Nonetheless, factories will have to navigate upheaval among their customers in the mad dash to lock in these incentives. Larger developers can afford to hustle and start a number of projects in the next year to secure the full tax credit. Smaller developers typically finish and sell projects to finance their next efforts, a strategy that could be foiled by this truncated timeline.
“There is going to be consolidation, because the larger entities will buy out projects developed by smaller ones that cannot continue to bring them forward,” said Pochtaruk.
Besides the impending blows to domestic demand, a few other variables could skew the fate of the solar manufacturing renaissance.
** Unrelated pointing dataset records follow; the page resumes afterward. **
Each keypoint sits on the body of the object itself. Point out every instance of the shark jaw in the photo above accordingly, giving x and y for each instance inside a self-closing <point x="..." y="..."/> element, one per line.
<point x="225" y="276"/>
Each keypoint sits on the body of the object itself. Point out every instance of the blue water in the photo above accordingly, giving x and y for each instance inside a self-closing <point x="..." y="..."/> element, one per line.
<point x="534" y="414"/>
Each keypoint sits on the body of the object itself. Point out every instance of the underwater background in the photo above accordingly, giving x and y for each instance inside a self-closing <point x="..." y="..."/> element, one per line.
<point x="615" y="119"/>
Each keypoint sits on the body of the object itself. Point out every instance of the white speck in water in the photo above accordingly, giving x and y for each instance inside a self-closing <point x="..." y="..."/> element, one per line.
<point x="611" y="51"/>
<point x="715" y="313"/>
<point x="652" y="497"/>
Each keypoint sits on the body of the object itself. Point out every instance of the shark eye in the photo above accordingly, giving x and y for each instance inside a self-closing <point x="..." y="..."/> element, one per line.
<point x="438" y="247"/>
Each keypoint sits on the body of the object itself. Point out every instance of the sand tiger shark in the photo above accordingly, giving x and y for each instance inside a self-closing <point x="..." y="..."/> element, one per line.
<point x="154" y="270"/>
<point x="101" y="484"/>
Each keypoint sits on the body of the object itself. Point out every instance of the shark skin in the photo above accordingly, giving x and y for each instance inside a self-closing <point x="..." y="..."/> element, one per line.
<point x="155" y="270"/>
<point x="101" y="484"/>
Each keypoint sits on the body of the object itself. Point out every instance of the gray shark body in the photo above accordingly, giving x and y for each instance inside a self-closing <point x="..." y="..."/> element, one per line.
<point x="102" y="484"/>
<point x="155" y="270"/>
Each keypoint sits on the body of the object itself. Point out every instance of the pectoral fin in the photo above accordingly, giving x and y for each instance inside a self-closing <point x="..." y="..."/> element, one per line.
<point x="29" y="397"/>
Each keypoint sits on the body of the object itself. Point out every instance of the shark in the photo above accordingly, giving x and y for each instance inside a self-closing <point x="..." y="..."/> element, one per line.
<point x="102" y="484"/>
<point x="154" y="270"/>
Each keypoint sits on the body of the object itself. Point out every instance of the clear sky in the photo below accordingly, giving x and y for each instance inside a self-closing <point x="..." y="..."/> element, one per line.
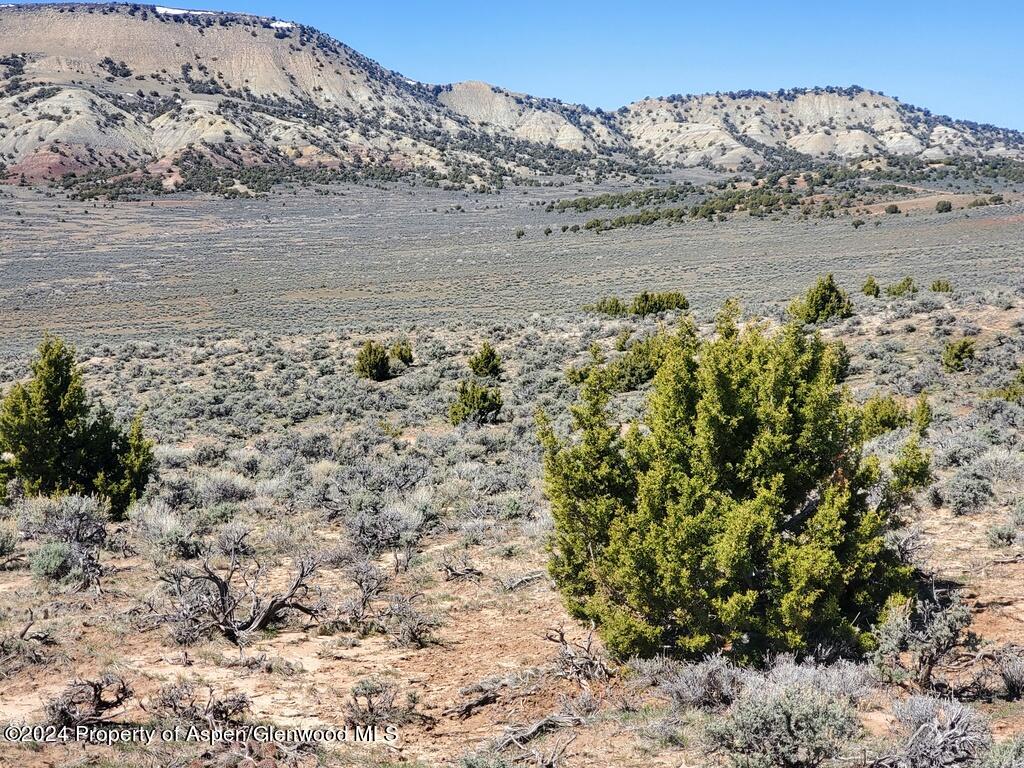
<point x="965" y="59"/>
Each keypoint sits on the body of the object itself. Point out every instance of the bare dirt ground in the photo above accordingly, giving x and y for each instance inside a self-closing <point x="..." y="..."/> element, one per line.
<point x="235" y="325"/>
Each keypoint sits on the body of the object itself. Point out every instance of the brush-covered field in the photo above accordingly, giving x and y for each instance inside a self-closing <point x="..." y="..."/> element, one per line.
<point x="339" y="534"/>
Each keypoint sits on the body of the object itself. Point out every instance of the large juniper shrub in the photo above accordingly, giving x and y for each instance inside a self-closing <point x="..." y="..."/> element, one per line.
<point x="822" y="301"/>
<point x="55" y="440"/>
<point x="737" y="515"/>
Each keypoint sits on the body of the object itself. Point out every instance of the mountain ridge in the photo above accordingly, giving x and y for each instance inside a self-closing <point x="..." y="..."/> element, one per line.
<point x="109" y="87"/>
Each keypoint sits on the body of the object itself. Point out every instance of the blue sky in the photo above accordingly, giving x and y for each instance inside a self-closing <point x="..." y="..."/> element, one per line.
<point x="964" y="59"/>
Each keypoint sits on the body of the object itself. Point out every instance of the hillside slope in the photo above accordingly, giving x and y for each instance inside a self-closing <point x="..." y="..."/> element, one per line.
<point x="94" y="87"/>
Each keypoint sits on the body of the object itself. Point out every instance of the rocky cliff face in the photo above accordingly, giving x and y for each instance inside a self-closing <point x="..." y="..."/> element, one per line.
<point x="93" y="87"/>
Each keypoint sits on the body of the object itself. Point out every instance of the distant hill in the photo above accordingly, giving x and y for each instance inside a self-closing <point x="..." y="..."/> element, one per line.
<point x="111" y="87"/>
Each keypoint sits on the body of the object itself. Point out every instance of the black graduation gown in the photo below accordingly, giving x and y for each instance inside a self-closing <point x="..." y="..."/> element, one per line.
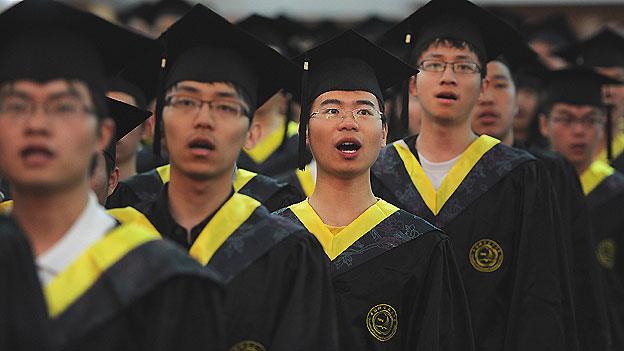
<point x="23" y="315"/>
<point x="606" y="200"/>
<point x="396" y="282"/>
<point x="281" y="160"/>
<point x="502" y="220"/>
<point x="277" y="282"/>
<point x="587" y="286"/>
<point x="133" y="291"/>
<point x="146" y="187"/>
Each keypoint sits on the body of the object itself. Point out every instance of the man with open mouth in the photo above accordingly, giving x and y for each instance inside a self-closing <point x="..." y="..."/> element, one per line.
<point x="107" y="286"/>
<point x="495" y="202"/>
<point x="573" y="121"/>
<point x="276" y="277"/>
<point x="396" y="282"/>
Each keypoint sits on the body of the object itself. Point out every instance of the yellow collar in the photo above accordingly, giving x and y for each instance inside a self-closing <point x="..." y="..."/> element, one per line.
<point x="594" y="175"/>
<point x="334" y="245"/>
<point x="436" y="200"/>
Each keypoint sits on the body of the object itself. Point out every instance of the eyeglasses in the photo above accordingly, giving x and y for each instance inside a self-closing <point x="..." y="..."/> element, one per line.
<point x="360" y="114"/>
<point x="60" y="108"/>
<point x="568" y="121"/>
<point x="461" y="67"/>
<point x="219" y="108"/>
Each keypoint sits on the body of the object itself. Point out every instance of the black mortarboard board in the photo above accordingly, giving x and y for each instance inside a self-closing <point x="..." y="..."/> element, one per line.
<point x="605" y="49"/>
<point x="205" y="47"/>
<point x="577" y="85"/>
<point x="44" y="40"/>
<point x="346" y="62"/>
<point x="454" y="19"/>
<point x="266" y="30"/>
<point x="144" y="11"/>
<point x="554" y="29"/>
<point x="170" y="7"/>
<point x="127" y="117"/>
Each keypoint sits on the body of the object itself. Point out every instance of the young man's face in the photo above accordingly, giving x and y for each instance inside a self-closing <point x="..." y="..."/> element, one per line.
<point x="345" y="147"/>
<point x="204" y="143"/>
<point x="494" y="113"/>
<point x="49" y="134"/>
<point x="127" y="147"/>
<point x="574" y="131"/>
<point x="447" y="97"/>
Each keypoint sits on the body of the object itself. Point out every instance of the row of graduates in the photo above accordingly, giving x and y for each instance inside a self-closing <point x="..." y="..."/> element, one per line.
<point x="515" y="268"/>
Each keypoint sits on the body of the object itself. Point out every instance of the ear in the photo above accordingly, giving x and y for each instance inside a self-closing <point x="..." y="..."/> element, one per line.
<point x="485" y="83"/>
<point x="254" y="133"/>
<point x="384" y="135"/>
<point x="543" y="121"/>
<point x="113" y="180"/>
<point x="107" y="128"/>
<point x="412" y="86"/>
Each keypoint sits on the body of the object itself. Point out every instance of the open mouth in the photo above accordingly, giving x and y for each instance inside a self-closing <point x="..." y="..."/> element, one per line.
<point x="348" y="147"/>
<point x="447" y="96"/>
<point x="201" y="145"/>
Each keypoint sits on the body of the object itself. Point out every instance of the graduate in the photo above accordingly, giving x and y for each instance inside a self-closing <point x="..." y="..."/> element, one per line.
<point x="604" y="52"/>
<point x="278" y="292"/>
<point x="573" y="120"/>
<point x="24" y="324"/>
<point x="105" y="175"/>
<point x="496" y="203"/>
<point x="493" y="115"/>
<point x="396" y="281"/>
<point x="107" y="286"/>
<point x="275" y="152"/>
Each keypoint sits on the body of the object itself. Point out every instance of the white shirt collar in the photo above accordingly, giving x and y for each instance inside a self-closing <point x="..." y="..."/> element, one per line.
<point x="92" y="224"/>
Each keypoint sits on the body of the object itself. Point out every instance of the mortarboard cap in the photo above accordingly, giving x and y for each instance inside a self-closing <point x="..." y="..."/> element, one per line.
<point x="458" y="20"/>
<point x="554" y="30"/>
<point x="44" y="40"/>
<point x="577" y="85"/>
<point x="346" y="62"/>
<point x="126" y="117"/>
<point x="605" y="49"/>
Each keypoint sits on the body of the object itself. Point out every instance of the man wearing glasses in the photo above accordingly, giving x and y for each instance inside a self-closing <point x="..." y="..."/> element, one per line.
<point x="394" y="275"/>
<point x="573" y="121"/>
<point x="278" y="293"/>
<point x="495" y="202"/>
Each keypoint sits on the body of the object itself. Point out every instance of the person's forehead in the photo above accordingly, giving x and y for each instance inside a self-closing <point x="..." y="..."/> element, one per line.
<point x="444" y="49"/>
<point x="346" y="97"/>
<point x="205" y="88"/>
<point x="498" y="70"/>
<point x="52" y="87"/>
<point x="575" y="109"/>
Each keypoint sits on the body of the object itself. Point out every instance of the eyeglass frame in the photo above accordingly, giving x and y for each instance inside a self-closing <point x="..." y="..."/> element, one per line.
<point x="453" y="64"/>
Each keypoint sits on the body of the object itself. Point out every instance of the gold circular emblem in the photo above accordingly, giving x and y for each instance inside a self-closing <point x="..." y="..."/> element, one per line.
<point x="248" y="345"/>
<point x="486" y="255"/>
<point x="606" y="253"/>
<point x="382" y="322"/>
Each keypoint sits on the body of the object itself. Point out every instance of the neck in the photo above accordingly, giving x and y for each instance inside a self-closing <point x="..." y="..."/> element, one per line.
<point x="340" y="201"/>
<point x="192" y="200"/>
<point x="127" y="169"/>
<point x="439" y="143"/>
<point x="46" y="218"/>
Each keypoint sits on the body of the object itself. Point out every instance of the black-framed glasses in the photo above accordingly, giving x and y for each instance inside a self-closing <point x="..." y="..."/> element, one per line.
<point x="461" y="67"/>
<point x="61" y="108"/>
<point x="568" y="121"/>
<point x="220" y="108"/>
<point x="360" y="114"/>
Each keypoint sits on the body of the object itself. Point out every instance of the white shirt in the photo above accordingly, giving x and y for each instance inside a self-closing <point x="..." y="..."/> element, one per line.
<point x="92" y="224"/>
<point x="437" y="171"/>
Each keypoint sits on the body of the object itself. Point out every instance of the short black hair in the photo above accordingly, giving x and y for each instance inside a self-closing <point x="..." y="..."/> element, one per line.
<point x="454" y="43"/>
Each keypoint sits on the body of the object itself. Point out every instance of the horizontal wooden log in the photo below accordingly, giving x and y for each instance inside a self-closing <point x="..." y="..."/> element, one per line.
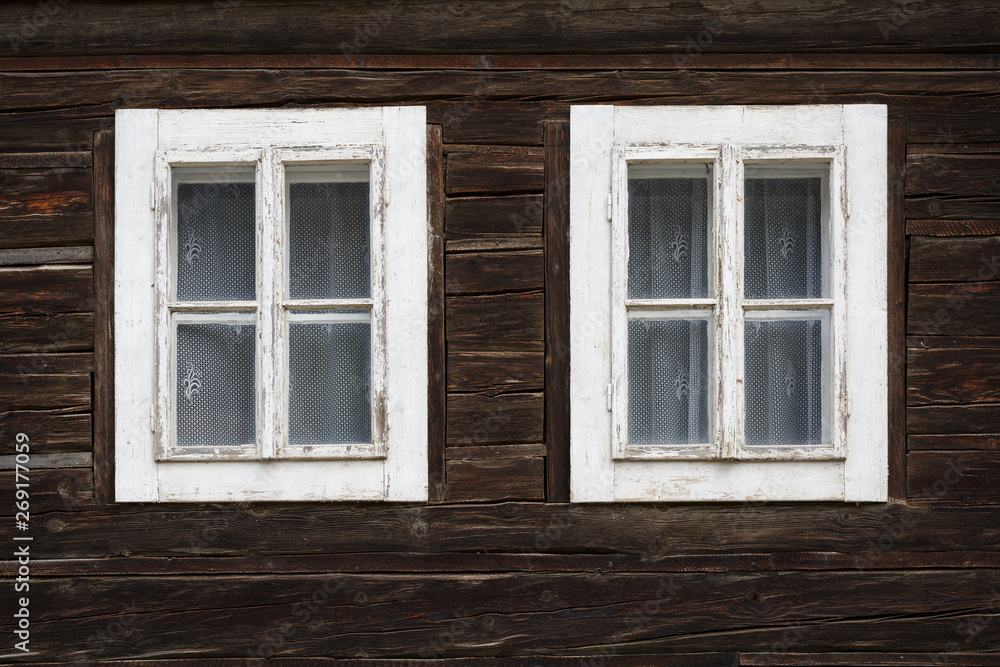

For one thing, manufacturers will have to navigate the new FEOC rules themselves, proving they are not beholden to China in order to claim the 45X manufacturing credit. The firms who spoke with Canary Media said that, right now, doing so seems manageable, but a lot depends on how the final IRS guidance is written. The Treasury Department has until the end of 2026 to issue rules, according to the budget law.
Despite the uncertainty, some are very confident they’ll make do.
“Our optimism comes from having spent the last six or seven months working through these issues,” said Gold, whose company moved to ensure U.S. control of the factory before Trump took office. “We could give a workshop on how to achieve compliance, by this point. We’re not going to, because we want a competitive advantage, but we could.”
Not everyone is so sanguine. One alarming scenario would be if the administration uses new FEOC rules to launch investigations into clean energy manufacturers or developers. Ossoff deemed that a clear danger.
“It’s the most corrupt administration in American history, and they will wield implementation as a political cudgel,” Ossoff said. “They’ll pick winners and losers based on political considerations.”
As if to underscore that exact point, the White House published an executive order last Monday that targets the very credits that Trump had signed into law three days prior. The order specifically raises the possibility of the Treasury Department “restricting the use of broad safe harbors unless a substantial portion of a subject facility has been built.” Those safe-harbor rules are the same ones providing something of a lifeline to the American solar factories over the next few years. The solar industry is watching this measure intently to see how it affects the already-distorted outlook for the market.
“This is a longstanding, well-established set of practices,” Carr said of the IRS safe-harbor rules. If something happened to upend that established precedent, “basically everybody in the industry would sue pretty much immediately.”
Should manufacturers make it through the near-term turbulence, they’ll still have to figure out what happens to the solar market after the current tax credit-fueled runway peters out around 2030. That future could always involve a policy swing away from the current trajectory.
Over the last decade, solar tax credits have shown a Houdini-esque ability to bounce back from certain death through last-minute legislative maneuverings. But if this latest death proves more enduring, the industry will have to transition to a model that doesn’t revolve around monetizing tax credits. That change will be scary and uncertain for companies, but it would bring the U.S. market closer to the global norm.
“There will be no tax equity — there will be equity and debt, like on all projects in the rest of the planet,” Pochtaruk said. “There’s no tax credits in Chile, in South Africa, in Australia, in Namibia. Pick a country where solar is the most-deployed power generation source; [it’s happening] with no tax credits.”